Concorso pubblico per complessivi 1.248 Funzionari del Ministero dell'Interno

Nota, sulla pianta organica del personale, per gli idonei


Dotazioni/piante organiche del personale

Il Ministero dell’Interno (come tutte le altre amministrazioni ed aziende pubbliche e private) ha le proprie Dotazioni/piante organiche del personale.

Ne esiste una generale, di livello nazionale  che è riassuntiva di tutti gli uffici centrali e periferici di tutta Italia e poi, una per ciascun ufficio centrale e periferico.

Le Dotazioni organiche del personale vengono determinate, con Decreto Ministeriale, in genere, una volta l’anno.

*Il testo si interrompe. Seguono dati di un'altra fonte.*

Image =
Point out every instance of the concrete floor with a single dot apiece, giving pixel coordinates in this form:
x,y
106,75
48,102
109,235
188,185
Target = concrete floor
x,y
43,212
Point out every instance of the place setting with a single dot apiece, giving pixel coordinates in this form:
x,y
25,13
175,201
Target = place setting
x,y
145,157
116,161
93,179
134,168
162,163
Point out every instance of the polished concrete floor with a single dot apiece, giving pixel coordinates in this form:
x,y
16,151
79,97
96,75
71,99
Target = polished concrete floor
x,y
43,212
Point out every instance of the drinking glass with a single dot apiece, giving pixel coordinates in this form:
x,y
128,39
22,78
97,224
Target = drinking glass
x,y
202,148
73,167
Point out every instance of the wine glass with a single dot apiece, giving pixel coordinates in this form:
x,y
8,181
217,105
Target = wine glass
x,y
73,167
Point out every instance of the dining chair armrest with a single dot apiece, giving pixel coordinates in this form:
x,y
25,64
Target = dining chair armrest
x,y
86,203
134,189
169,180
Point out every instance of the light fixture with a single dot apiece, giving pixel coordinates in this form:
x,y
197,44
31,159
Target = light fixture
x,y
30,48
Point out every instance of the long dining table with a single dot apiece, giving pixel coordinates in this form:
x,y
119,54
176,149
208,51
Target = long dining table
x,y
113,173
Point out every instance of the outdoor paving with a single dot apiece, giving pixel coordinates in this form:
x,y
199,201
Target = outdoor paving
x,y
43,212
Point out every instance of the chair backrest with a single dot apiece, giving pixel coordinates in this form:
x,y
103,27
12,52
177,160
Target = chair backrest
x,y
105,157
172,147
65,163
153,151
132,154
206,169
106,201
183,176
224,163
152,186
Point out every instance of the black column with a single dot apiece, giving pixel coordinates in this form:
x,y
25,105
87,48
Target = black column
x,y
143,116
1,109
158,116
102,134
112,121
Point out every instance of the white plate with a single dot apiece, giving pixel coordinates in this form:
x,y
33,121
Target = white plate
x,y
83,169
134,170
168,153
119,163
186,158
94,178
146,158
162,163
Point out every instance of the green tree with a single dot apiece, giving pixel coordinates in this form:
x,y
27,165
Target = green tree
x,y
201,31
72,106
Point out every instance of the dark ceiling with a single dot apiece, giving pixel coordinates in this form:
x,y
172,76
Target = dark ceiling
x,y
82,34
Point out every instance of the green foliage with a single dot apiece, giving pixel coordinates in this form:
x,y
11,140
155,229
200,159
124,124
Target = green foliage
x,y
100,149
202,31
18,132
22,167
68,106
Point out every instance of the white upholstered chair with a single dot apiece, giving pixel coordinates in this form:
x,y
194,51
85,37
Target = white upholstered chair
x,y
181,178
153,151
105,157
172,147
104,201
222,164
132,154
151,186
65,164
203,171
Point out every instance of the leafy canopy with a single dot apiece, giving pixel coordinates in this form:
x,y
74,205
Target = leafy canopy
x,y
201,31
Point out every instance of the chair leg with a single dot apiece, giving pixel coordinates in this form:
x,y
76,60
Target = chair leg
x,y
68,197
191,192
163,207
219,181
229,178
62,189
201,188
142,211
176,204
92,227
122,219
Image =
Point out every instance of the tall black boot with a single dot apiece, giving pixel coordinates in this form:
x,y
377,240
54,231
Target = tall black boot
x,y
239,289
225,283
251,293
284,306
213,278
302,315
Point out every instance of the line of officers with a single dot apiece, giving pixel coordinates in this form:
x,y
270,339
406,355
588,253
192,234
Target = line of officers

Le Dotazioni/piante organiche del personale riportano:

  1. nella prima colonna da sx, la “Dotazione”, ovvero quanto personale (suddiviso per area, famiglia e profilo professionale) dovrebbe esserci nell’ufficio per garantirne il funzionamento ottimale;
  2. nella seconda colonna, il “Personale” ovvero il quantitativo di personale effettivamente in servizio in quell’ufficio;
  3. nella terza colonna “Differenza”, il livello di copertura/scopertura, inteso come valore numerico dell’ufficio;
  4. nella quarta colonna “Copertura”, il livello di copertura/scopertura, inteso come valore percentuale dell’ufficio.
  • I numeri in colore blu, riportati tra parentesi nella seconda colonna, in aggiunta al personale effettivamente in servizio nell’ufficio, si riferiscono a personale che lavora lì ma che esula dall’organico dell’ufficio.
    A seconda dei casi, può trattarsi di personale proveniente dai ruoli delle soppresse Agenzia autonoma gestione albo dei segretari comunali e provinciali, Scuola superiore formazione e specializzazione dirigenti pubblica amministrazione locale, funzionari amministrativi assunti per le esigenze del PNRR, oppure lavoratori cessati dal servizio con diritto alla conservazione del posto, personale il comando proveniente da altre amministrazioni.
  • Laddove, sopratutto nella terza area, si riscontra una situazione effettiva di sovraorganico, essa è determinata da inquadramenti avvenuti in seguito alle progressioni verticali, dalla seconda alla terza area.

I posti che, in un determinato momento, risultano eventualmente scoperti nei vari uffici di una provincia, potrebbero non esserlo più dopo qualche mese e, di converso, potrebbero invece rendersi disponibili dei posti che al momento non ci sono.

Le dinamiche che, anche nel corso dell’anno possono determinare delle variazioni nella copertura/scopertura di un ufficio sono le seguenti:

  • cessazioni dal servizio per qualsiasi motivo (pensionamenti, dimissioni, decessi)
  • trasferimenti presso altre sedi per mobilità volontaria;
  • progressioni verticali di personale tra le aree;
  • inquadramento per nuove assunzioni;
  • inquadramento nei ruoli del personale in comando proveniente da altre amministrazioni;
  • inquadramento nei ruoli (al termine del PNRR) dei funzionari amministrativi assunti e collocati temporaneamente fuori ruolo per le esigenze del PNRR;
  • trasferimenti da altre sedi per mobilità volontaria.

Di conseguenza, per poter fare dei ragionamenti in merito alla possibilità di assunzione in una determinata provincia in base alla scopertura dei posti, la “fotografia” della pianta organica dovrà essere aggiornata al momento in cui avverrà lo scorrimento della graduatoria degli idonei.